Na audiência, o presidente da Petrobras disse que a estatal ficou sem reajustar o GLP, o gás de cozinha, por 92 dias, 85 dias sem alterar o preço do diesel e 56 o da gasolina. A declaração gerou reação do senador Omar Aziz (PSD-AM).

— O salário do trabalhador brasileiro não é alterado em 90 dias,  como é alterado o preço dos combustíveis hoje, quase que diariamente. É porque se fala como uma ênfase, como se fosse algo  sobrenatural.  Noventa dias é uma brincadeira, como se tivesse fazendo um grande favor aos brasileiros — disse Aziz.

Para o período entre os dias 14 e 20 de novembro, o preço médio do diesel se manteve estável, em R$ 5,356 por litro.  No ano, o aumento chega a 48,5%.

No GLP, o gás de botijão também teve um leve recuo, passando  de R$ 102,52 para R$ 102,27.  Desde janeiro, a alta é de 37,1%.

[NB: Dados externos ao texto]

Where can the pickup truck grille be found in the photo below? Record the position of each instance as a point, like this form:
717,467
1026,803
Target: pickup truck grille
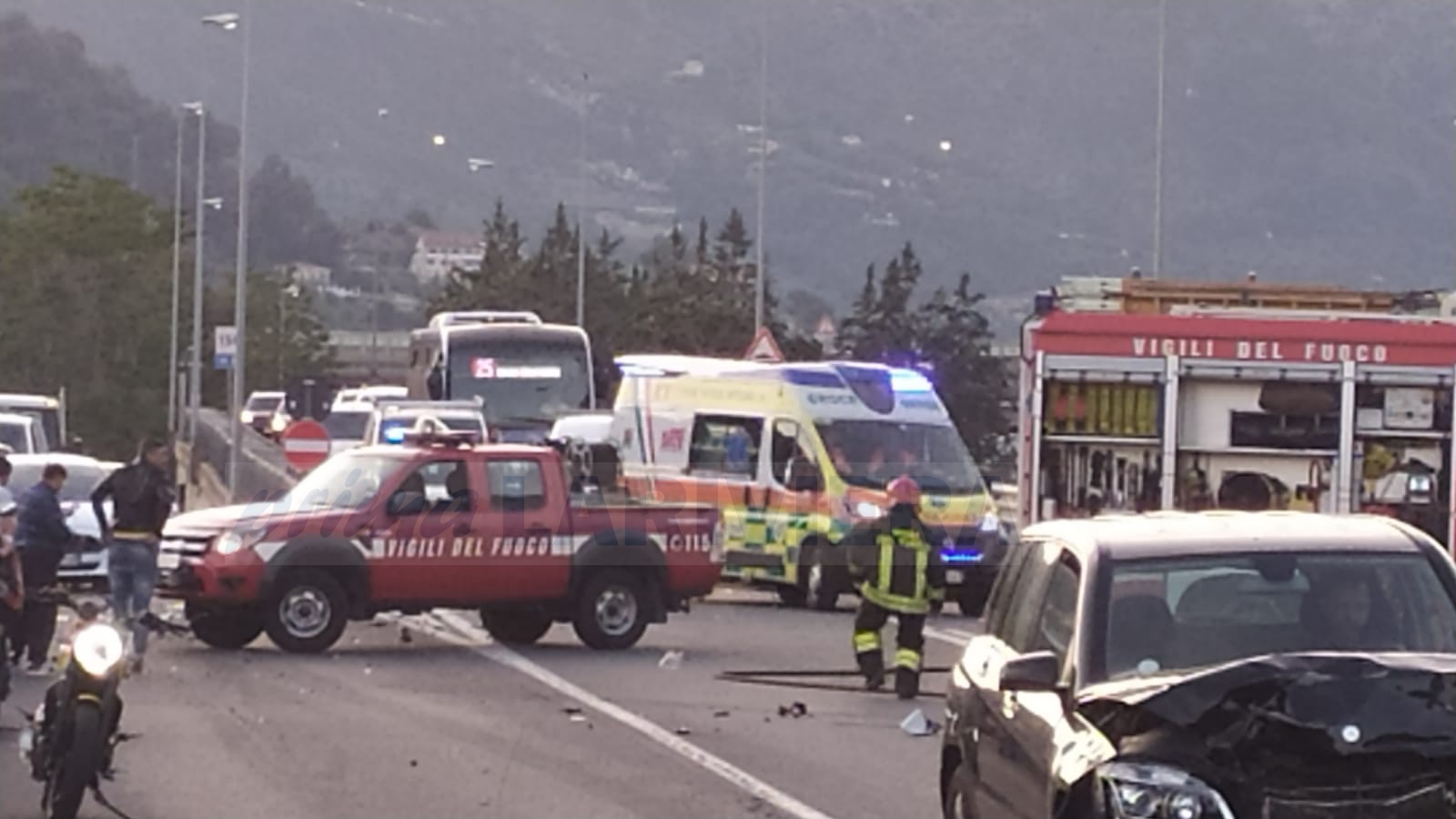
193,547
1431,802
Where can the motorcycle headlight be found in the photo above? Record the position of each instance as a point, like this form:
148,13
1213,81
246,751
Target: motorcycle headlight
98,649
1142,790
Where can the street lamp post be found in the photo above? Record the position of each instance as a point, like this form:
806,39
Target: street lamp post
177,283
763,165
1158,140
581,227
229,22
196,378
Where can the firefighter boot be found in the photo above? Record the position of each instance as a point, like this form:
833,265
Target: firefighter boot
873,665
907,683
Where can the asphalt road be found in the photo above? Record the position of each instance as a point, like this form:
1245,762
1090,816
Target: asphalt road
450,724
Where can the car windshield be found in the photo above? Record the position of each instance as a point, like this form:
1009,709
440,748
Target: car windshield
1177,614
870,453
347,424
80,479
456,423
521,379
15,438
264,402
344,481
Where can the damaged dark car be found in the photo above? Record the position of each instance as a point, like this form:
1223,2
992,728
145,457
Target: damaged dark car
1210,666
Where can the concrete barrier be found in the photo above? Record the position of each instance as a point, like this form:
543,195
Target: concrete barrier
262,472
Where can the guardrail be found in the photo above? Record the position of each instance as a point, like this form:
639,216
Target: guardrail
262,472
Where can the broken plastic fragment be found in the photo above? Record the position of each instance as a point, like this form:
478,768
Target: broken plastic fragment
919,724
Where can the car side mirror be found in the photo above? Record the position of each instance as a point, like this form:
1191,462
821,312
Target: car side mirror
1040,671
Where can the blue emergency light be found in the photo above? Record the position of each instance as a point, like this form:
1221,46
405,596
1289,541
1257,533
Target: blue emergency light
909,380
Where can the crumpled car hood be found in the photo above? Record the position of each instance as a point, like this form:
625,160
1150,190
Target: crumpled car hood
1359,703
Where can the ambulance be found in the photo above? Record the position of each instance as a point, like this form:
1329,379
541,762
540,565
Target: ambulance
794,455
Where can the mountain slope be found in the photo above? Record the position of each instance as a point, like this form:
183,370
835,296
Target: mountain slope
1305,138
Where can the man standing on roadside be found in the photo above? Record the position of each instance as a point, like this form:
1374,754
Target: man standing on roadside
43,537
142,501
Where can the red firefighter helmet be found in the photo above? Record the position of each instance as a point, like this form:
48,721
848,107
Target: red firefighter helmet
903,490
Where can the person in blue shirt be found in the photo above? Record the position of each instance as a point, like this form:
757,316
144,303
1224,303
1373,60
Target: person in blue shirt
43,538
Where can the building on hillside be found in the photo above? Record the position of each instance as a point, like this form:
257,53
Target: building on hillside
437,252
824,332
308,274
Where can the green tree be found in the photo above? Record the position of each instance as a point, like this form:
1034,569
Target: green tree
85,268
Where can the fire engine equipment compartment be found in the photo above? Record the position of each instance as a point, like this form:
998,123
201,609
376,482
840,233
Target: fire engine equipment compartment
1308,411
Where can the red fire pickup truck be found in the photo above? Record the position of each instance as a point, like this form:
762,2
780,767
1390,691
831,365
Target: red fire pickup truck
439,522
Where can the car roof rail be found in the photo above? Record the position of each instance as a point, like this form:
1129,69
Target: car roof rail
482,317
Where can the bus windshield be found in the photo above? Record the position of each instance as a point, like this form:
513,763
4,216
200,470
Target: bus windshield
871,453
521,379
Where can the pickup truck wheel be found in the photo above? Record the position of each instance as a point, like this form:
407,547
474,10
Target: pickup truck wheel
228,630
308,612
516,627
612,611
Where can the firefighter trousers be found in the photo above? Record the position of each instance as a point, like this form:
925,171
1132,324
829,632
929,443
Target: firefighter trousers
909,644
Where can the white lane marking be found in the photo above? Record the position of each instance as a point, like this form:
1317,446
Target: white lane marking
953,636
480,643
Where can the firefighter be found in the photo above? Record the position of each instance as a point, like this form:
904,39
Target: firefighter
899,569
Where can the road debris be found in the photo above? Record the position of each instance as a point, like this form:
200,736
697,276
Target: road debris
795,710
919,724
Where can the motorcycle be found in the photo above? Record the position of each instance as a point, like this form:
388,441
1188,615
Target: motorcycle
70,739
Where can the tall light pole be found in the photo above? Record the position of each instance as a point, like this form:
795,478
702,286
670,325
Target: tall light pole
763,164
230,22
581,194
200,216
1158,138
177,281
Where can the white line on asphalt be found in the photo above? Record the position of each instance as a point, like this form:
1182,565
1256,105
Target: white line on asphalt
480,642
953,636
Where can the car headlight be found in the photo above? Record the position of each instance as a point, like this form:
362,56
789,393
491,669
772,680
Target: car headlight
98,649
1143,790
233,542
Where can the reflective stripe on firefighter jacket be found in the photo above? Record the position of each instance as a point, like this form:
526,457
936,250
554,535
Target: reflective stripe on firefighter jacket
900,569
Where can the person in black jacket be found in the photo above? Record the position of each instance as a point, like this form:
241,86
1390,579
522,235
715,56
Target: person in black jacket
897,562
142,499
43,538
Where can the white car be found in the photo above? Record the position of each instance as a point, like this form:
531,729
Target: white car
347,424
82,475
22,435
392,420
587,428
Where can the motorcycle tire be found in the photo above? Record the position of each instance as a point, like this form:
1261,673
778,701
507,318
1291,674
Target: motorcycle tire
77,770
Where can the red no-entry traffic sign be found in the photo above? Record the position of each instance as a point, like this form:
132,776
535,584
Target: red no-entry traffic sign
305,445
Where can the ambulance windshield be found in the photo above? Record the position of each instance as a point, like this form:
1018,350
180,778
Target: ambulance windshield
870,453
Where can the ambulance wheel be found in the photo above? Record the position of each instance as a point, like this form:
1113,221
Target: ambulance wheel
820,577
226,630
516,627
612,611
308,611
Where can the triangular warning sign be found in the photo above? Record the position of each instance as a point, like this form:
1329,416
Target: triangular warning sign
764,349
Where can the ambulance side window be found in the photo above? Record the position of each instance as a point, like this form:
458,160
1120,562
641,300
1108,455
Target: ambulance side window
790,455
725,445
516,486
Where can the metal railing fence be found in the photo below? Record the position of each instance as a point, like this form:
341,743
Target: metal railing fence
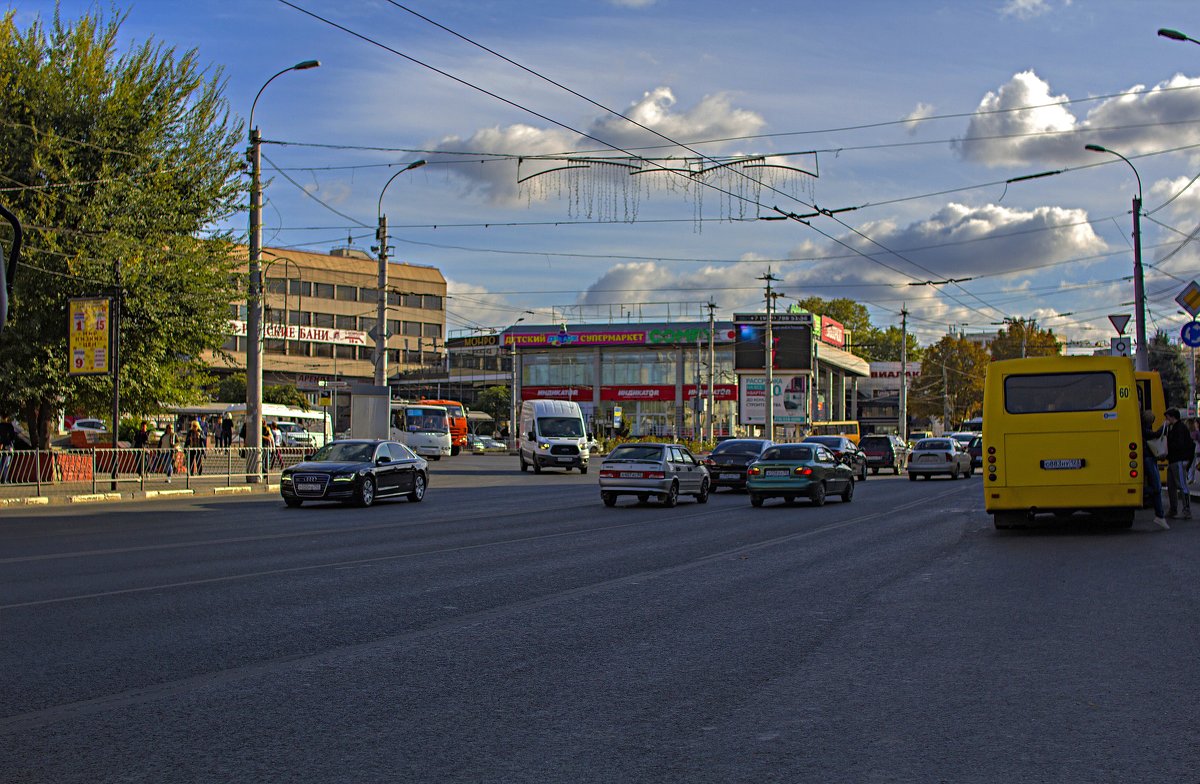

Na audiência, Luna e Silva defendeu que a estatal não é um monopólio.

— A  Petrobras tem que atuar como empresa privada, tem que praticar preço de mercado. A aplicação artificial de políticas públicas só pode ocorrer mediante prévio contrato com acionista controlador… No caso de acontecer, a Petrobras tem que ser ressarcida – explicou o presidente, lembrando que isso ocorreu no governo de Michel Temer.

O presidente da Petrobras disse também aos senadores que o “Brasil é grande demais para ficar dependendo de uma só empresa”.

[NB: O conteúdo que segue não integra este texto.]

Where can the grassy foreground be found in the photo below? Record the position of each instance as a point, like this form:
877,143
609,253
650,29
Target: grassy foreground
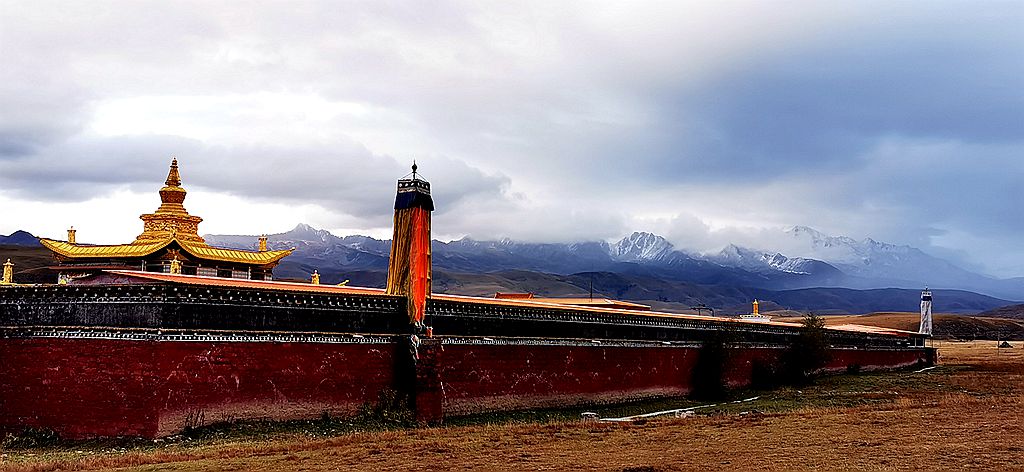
966,414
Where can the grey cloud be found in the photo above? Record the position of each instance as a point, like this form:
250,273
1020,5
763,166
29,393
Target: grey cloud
546,122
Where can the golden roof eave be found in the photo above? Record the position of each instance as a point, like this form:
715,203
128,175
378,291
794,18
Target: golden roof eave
201,251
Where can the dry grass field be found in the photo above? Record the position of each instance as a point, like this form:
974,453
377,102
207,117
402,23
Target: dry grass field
966,414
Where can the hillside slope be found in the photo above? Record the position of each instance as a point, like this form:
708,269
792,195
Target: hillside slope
943,326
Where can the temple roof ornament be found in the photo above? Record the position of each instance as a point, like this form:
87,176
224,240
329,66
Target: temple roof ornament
8,273
170,223
171,219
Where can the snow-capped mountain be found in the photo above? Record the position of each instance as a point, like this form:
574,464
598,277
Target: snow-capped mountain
811,259
734,256
869,258
641,247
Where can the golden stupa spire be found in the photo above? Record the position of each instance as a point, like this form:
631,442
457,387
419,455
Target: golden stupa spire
8,273
173,178
171,220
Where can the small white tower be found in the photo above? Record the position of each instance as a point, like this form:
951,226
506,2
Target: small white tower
926,312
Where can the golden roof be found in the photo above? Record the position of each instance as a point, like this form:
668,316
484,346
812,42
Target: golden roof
170,223
198,250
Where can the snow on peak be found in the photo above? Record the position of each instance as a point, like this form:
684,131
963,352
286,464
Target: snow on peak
641,246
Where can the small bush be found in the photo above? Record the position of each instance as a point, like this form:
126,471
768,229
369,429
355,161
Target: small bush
30,438
808,353
765,376
392,409
709,373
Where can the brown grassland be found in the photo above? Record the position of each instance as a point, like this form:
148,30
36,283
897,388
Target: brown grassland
966,414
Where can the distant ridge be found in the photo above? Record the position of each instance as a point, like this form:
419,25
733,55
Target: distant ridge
1010,311
642,267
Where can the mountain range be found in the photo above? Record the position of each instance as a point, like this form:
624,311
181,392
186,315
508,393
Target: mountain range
859,276
646,267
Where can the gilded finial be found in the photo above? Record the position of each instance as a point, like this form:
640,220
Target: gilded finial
173,178
8,273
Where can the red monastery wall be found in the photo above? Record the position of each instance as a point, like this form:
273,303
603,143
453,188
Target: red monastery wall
78,387
102,387
495,377
204,383
95,387
478,378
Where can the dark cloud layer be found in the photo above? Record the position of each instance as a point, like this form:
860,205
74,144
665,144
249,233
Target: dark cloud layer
540,121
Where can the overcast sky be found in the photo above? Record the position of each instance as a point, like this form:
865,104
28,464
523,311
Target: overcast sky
706,122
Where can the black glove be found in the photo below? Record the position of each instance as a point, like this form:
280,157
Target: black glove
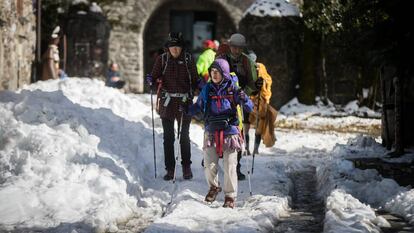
149,80
243,96
183,108
259,83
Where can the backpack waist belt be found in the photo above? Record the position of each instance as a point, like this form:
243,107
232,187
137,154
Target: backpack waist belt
168,96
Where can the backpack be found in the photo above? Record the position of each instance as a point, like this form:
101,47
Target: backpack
164,64
206,96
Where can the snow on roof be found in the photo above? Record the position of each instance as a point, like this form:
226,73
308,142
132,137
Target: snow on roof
273,8
76,2
95,8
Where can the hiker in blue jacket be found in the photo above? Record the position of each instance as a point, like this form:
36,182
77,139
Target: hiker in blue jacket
218,102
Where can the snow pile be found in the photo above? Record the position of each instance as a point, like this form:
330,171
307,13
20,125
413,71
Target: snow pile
58,160
403,204
326,118
76,156
294,107
273,8
343,209
345,187
353,108
360,146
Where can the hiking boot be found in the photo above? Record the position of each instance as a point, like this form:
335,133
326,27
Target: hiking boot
256,151
240,176
247,151
212,194
169,175
187,173
228,202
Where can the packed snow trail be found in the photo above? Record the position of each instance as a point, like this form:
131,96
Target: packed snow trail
74,159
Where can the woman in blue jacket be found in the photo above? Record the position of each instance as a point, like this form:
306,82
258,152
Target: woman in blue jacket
218,102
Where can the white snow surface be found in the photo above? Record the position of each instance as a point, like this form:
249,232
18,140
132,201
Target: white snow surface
76,156
273,8
295,108
352,194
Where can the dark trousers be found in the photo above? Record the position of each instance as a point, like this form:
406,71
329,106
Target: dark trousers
169,138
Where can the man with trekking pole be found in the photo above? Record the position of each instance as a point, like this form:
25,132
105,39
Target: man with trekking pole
175,76
245,69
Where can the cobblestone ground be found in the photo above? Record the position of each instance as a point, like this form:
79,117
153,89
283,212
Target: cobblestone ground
398,224
307,212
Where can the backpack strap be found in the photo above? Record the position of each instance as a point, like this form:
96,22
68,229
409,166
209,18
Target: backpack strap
187,58
164,62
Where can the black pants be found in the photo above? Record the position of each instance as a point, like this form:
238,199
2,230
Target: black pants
169,138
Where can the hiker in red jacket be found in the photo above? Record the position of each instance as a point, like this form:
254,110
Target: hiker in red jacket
175,73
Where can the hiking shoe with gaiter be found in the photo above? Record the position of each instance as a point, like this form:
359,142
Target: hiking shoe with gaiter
228,202
187,173
212,194
169,175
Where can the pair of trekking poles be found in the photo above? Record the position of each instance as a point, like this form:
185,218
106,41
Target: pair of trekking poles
179,137
255,145
153,137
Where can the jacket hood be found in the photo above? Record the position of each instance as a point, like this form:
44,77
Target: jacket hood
223,66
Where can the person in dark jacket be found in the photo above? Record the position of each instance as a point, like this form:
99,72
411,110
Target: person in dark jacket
113,78
245,69
218,102
175,73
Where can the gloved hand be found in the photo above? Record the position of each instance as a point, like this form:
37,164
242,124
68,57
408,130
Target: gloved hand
183,108
259,83
149,80
243,96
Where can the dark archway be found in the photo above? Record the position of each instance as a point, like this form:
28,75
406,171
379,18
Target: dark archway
184,15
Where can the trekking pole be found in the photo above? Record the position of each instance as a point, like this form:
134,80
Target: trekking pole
245,152
153,134
255,131
178,147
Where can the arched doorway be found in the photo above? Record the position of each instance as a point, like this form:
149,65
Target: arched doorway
197,20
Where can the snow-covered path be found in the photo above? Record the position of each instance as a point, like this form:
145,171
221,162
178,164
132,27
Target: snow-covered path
76,156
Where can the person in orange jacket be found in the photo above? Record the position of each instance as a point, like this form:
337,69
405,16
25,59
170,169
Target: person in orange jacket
267,114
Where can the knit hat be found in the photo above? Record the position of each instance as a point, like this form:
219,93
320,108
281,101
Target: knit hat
209,44
222,66
175,39
252,55
237,40
55,33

O  secretário-executivo do Ministério da Economia, Marcelo Guaranys, defendeu a abertura de mercado para “que mais empresas tenham capacidade de tirar petróleo do solo do país, distribuir e refinar” o produto.  Ele afirmou que o aumento dos combustíveis é um fenômeno mundial.

— Temos refinarias, temos capacidade, mas precisamos de mais. Nós não somos autossuficientes em refino. Precisamos aumentar essa capacidade,  hoje uma empresa só fica muito difícil — disse Guaranys, destacando que a intenção da Petrobras e do Conselho Administrativo de Defesa Econômica (Cade) é  abrir mão do refino.

Será o segundo mês seguido que a estatal não consegue atender a demanda.

A Petrobras não vai conseguir atender a todos os pedidos de gasolina e diesel feitos pelas distribuidoras de combustíveis para o mês de dezembro. Será o segundo mês seguido que a estatal não consegue atender a demanda. Segundo duas fontes do setor, o aumento médio nos pedidos das distribuidoras foi de 15% em relação ao mesmo período do ano passado. Procurada, a estatal disse que "assim como no mês de novembro, os pedidos de diesel encaminhados pelas distribuidoras para o mês de dezembro foram atípicos e superiores ao esperado para este período".

Já a Brasilcom, federação que reúne as distribuidoras, disse que a Petrobras "realizou cortes tanto em diesel como em gasolina". Os contratos feitos pela Petrobras prevê o fornecimento às distribuidoras de um volume com base numa média dos últimos três meses, com pequenas margens para cima ou baixo.

"Soubemos que diversas empresas tiveram cortes em seus pedidos, tanto de gasolina como de diesel, sendo alguns cortes bastante significativos,  principalmente no diesel", destacou a Brasilcom em nota.

O não atendimento pela Petrobras ocorre em um momento de alta no consumo com a abertura da economia. No acumulado dos dez primeiros meses deste ano, as vendas de gasolina e diesel crescem cerca de 20% em relação ao mesmo período do ano passado.

A Petrobras disse que, após avaliação de disponibilidade, considerando sua capacidade de produção e oferta, o volume aceito foi inferior aos pedidos recebidos. A estatal voltou a dizer que há dezenas de empresas cadastradas na Agência Nacional do Petróleo (ANP) aptas para importação de combustíveis.

Operando com 87% de sua capacidade de refino, a Petrobras vem elevando as importações de derivados. Nos nove primeiros meses do ano, o avanço chegou a 86,3% ante ano passado.

Em nota, a Agência Nacional do Petróleo (ANP) disse que "o acompanhamento junto aos agentes regulados, em especial às distribuidoras e aos postos revendedores, não indica falta de combustível, até o momento". Caso o recebimento dos dados de comercialização indique elevação dos riscos, a ANP disse que "adotará as medidas cabíveis para minimizar os eventuais impactos no abastecimento".